Les COP se succèdent chaque année mais l’ONU se veut plus alarmante que jamais : son dernier rapport environnemental fait état d’un réchauffement de la planète compris entre 2,5° et 2,9° avant la fin du siècle, bien au-dessus du seuil à ne pas dépasser fixé par l’accord de Paris en 2015.

Si le président de l’ADEME Sylvain Waserman rappelle que le réchauffement climatique est un « problème mondial », il insiste sur le fait qu’il est possible « d’agir au quotidien et de se mobiliser ».

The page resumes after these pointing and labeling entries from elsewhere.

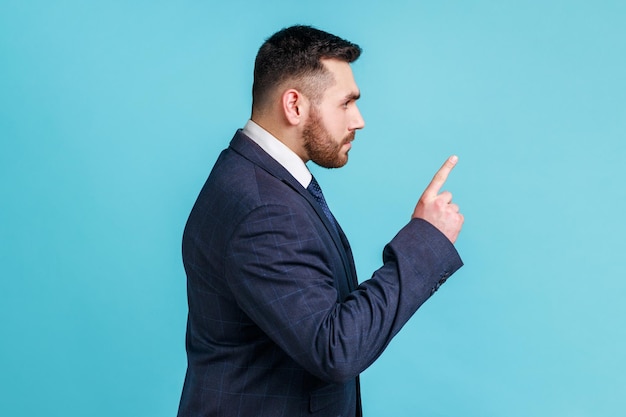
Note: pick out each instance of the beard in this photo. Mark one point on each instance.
(320, 145)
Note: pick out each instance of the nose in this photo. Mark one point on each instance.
(357, 122)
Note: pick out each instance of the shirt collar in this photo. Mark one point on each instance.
(279, 151)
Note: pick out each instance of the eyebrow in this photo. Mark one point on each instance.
(353, 96)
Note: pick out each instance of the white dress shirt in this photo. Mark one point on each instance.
(279, 151)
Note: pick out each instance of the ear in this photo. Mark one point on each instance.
(295, 106)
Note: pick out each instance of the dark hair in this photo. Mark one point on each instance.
(294, 53)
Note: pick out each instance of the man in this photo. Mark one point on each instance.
(278, 325)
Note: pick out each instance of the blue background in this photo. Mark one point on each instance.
(112, 114)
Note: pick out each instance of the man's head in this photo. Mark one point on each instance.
(293, 57)
(304, 93)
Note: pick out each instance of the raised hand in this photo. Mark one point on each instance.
(437, 208)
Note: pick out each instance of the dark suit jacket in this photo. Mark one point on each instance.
(277, 324)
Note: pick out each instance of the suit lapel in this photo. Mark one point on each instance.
(251, 151)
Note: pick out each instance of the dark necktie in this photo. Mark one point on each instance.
(316, 192)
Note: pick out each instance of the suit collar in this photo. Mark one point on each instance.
(247, 148)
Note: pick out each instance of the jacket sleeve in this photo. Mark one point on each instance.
(281, 273)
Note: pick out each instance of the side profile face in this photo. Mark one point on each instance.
(334, 120)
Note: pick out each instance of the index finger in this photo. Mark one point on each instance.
(441, 176)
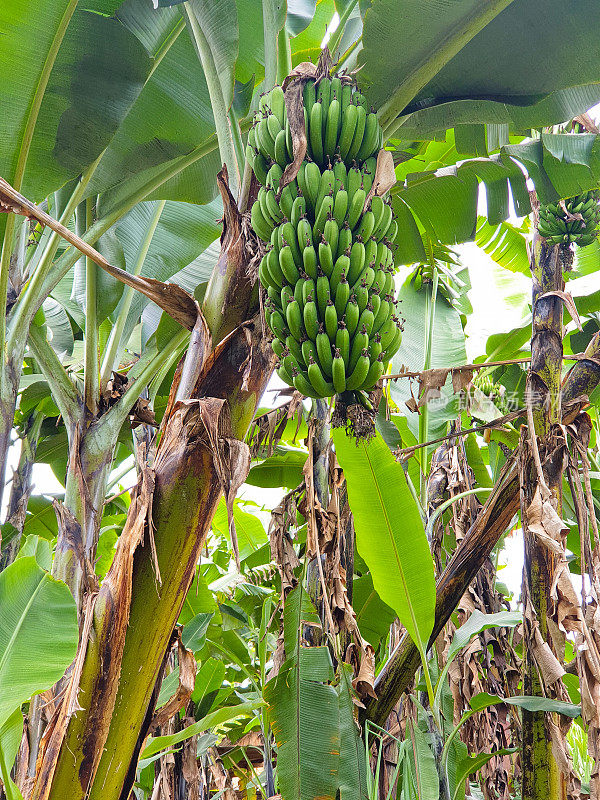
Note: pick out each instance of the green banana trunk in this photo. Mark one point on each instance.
(541, 774)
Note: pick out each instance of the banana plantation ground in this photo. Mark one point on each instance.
(261, 470)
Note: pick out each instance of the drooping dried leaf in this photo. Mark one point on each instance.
(384, 178)
(294, 106)
(185, 686)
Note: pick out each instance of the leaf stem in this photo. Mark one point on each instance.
(113, 347)
(217, 100)
(438, 55)
(270, 33)
(35, 292)
(91, 376)
(284, 55)
(336, 36)
(424, 417)
(63, 391)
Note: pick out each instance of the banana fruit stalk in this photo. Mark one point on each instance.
(575, 223)
(328, 267)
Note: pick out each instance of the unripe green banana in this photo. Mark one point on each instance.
(360, 342)
(348, 128)
(358, 375)
(332, 127)
(323, 295)
(309, 260)
(359, 132)
(309, 290)
(311, 320)
(344, 239)
(274, 176)
(342, 341)
(298, 211)
(366, 226)
(304, 386)
(356, 207)
(318, 382)
(341, 175)
(354, 183)
(277, 324)
(288, 235)
(322, 216)
(277, 104)
(338, 373)
(293, 316)
(340, 206)
(313, 181)
(331, 233)
(324, 97)
(374, 374)
(352, 315)
(357, 262)
(325, 258)
(281, 153)
(275, 267)
(326, 185)
(288, 265)
(342, 295)
(259, 224)
(316, 134)
(324, 352)
(331, 321)
(304, 234)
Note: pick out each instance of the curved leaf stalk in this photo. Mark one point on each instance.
(215, 91)
(26, 139)
(231, 288)
(91, 367)
(336, 36)
(319, 451)
(439, 54)
(424, 415)
(98, 756)
(271, 28)
(185, 468)
(114, 345)
(21, 488)
(284, 56)
(36, 292)
(542, 777)
(14, 331)
(64, 392)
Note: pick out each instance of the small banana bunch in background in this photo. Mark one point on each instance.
(328, 268)
(571, 221)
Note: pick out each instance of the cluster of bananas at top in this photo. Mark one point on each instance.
(328, 269)
(577, 224)
(336, 121)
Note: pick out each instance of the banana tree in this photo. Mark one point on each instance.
(140, 184)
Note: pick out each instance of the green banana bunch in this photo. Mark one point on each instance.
(495, 391)
(577, 225)
(331, 306)
(328, 269)
(336, 119)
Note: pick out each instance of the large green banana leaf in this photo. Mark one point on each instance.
(390, 536)
(504, 57)
(70, 74)
(38, 633)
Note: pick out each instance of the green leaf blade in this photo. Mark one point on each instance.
(389, 532)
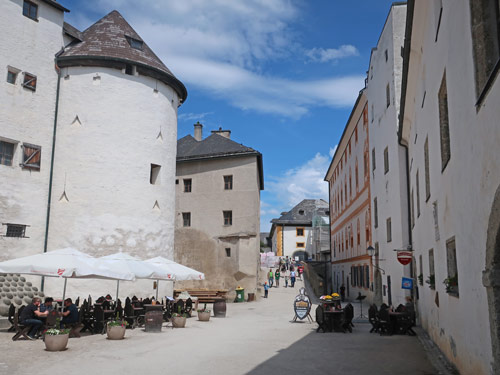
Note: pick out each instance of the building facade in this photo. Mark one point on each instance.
(387, 161)
(218, 184)
(65, 134)
(348, 179)
(293, 234)
(449, 124)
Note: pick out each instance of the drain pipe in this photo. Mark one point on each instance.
(51, 173)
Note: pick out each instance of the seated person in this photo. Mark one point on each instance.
(47, 305)
(70, 316)
(29, 315)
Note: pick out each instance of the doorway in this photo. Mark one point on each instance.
(491, 279)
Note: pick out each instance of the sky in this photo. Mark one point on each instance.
(282, 75)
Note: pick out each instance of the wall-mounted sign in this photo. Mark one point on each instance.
(302, 305)
(406, 283)
(405, 257)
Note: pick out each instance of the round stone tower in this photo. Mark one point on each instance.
(115, 154)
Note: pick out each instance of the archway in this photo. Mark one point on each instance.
(491, 279)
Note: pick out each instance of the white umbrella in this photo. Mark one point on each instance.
(138, 267)
(179, 271)
(66, 263)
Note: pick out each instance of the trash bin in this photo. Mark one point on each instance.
(240, 294)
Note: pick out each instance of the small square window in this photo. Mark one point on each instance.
(135, 43)
(6, 152)
(16, 230)
(11, 76)
(228, 182)
(30, 10)
(154, 174)
(228, 217)
(186, 219)
(29, 81)
(31, 156)
(187, 185)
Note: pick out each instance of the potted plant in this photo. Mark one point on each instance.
(431, 280)
(179, 319)
(451, 284)
(56, 339)
(421, 279)
(115, 329)
(204, 314)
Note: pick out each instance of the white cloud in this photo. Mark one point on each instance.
(221, 47)
(303, 182)
(332, 151)
(193, 116)
(332, 54)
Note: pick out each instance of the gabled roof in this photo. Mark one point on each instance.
(72, 31)
(215, 146)
(302, 214)
(108, 41)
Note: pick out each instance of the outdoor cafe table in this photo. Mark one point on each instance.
(332, 316)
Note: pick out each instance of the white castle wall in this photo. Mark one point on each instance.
(110, 130)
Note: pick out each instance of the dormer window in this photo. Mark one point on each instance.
(135, 43)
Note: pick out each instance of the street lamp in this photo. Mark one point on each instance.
(371, 252)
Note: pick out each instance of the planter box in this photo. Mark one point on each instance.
(203, 316)
(116, 332)
(179, 321)
(56, 343)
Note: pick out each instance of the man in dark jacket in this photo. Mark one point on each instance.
(29, 315)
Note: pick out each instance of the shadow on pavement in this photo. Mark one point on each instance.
(359, 352)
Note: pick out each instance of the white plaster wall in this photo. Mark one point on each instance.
(464, 190)
(208, 199)
(291, 239)
(389, 188)
(102, 164)
(27, 116)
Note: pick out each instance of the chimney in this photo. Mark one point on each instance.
(224, 133)
(198, 131)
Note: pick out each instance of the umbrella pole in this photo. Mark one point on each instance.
(64, 293)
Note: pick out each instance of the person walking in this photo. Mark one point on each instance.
(342, 292)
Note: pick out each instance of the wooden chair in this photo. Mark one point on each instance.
(320, 319)
(20, 329)
(348, 317)
(12, 313)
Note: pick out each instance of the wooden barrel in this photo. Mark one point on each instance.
(220, 308)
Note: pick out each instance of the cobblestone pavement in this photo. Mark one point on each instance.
(254, 338)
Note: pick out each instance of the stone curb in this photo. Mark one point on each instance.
(436, 357)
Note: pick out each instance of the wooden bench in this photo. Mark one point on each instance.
(204, 295)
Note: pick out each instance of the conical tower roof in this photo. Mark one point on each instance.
(112, 42)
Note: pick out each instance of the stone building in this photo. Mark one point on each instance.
(449, 124)
(387, 160)
(292, 233)
(218, 184)
(79, 103)
(348, 178)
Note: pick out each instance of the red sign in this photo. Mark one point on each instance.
(405, 257)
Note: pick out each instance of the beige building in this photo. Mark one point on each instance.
(348, 179)
(218, 184)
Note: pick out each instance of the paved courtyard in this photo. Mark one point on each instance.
(254, 338)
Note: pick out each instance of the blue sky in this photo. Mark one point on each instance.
(282, 75)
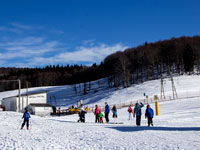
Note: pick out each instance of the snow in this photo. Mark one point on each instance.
(177, 126)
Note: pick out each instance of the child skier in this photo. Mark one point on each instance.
(114, 110)
(26, 117)
(138, 113)
(101, 116)
(96, 113)
(130, 112)
(149, 114)
(82, 113)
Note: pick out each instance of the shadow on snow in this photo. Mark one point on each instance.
(142, 128)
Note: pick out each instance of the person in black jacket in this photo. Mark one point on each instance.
(138, 113)
(26, 117)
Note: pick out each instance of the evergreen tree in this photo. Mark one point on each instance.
(188, 58)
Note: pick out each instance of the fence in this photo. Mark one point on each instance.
(182, 95)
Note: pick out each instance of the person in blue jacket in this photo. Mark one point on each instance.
(107, 111)
(149, 115)
(26, 117)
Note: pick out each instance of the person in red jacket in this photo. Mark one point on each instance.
(130, 112)
(96, 113)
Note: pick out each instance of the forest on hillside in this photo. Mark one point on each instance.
(123, 68)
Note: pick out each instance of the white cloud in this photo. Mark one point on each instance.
(84, 55)
(26, 48)
(31, 51)
(20, 26)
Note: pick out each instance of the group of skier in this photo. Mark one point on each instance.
(99, 115)
(137, 113)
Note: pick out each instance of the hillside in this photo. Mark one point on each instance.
(124, 68)
(66, 96)
(177, 127)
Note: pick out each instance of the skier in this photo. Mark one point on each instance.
(82, 113)
(96, 113)
(26, 117)
(138, 113)
(59, 111)
(130, 111)
(101, 116)
(149, 115)
(107, 111)
(114, 110)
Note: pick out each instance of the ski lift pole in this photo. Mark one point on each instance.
(156, 105)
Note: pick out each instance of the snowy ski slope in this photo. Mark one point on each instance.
(177, 126)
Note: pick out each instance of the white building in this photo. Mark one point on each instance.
(37, 101)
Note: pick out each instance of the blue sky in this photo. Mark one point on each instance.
(36, 33)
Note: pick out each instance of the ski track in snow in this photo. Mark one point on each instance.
(177, 127)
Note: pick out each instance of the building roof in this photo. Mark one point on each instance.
(40, 105)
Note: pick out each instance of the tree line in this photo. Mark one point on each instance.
(123, 68)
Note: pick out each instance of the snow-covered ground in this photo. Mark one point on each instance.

L’ADEME porte un message d’action mais aussi « d’espoir » car l’objectif de neutralité carbone en France d’ici à 2050 est toujours « atteignable ». « On pourrait baisser les bras […] mais chacun peut contribuer à son niveau » affirme l’ancien député du MoDem.

Agir individuellement en calculant son empreinte carbone

La première étape d’une action individuelle peut consister à se rendre sur le site de l’ADEME pour « évaluer son poids carbone ». Alimentation, déplacements, logement : toutes les potentielles sources d’émissions de gaz à effet de serre sont comptabilisées.

« Ensuite, je crois à la liberté individuelle de chacun de se demander ce qu’il peut faire concrètement » pour diminuer son empreinte carbone. Pour le président de l’ADEME, chaque citoyen est libre de « construire son propre plan d’action » : « je ne crois pas à la logique d’imposer ».

Le spot publicitaire de l’ADEME « s’adresse à l’intelligence des gens »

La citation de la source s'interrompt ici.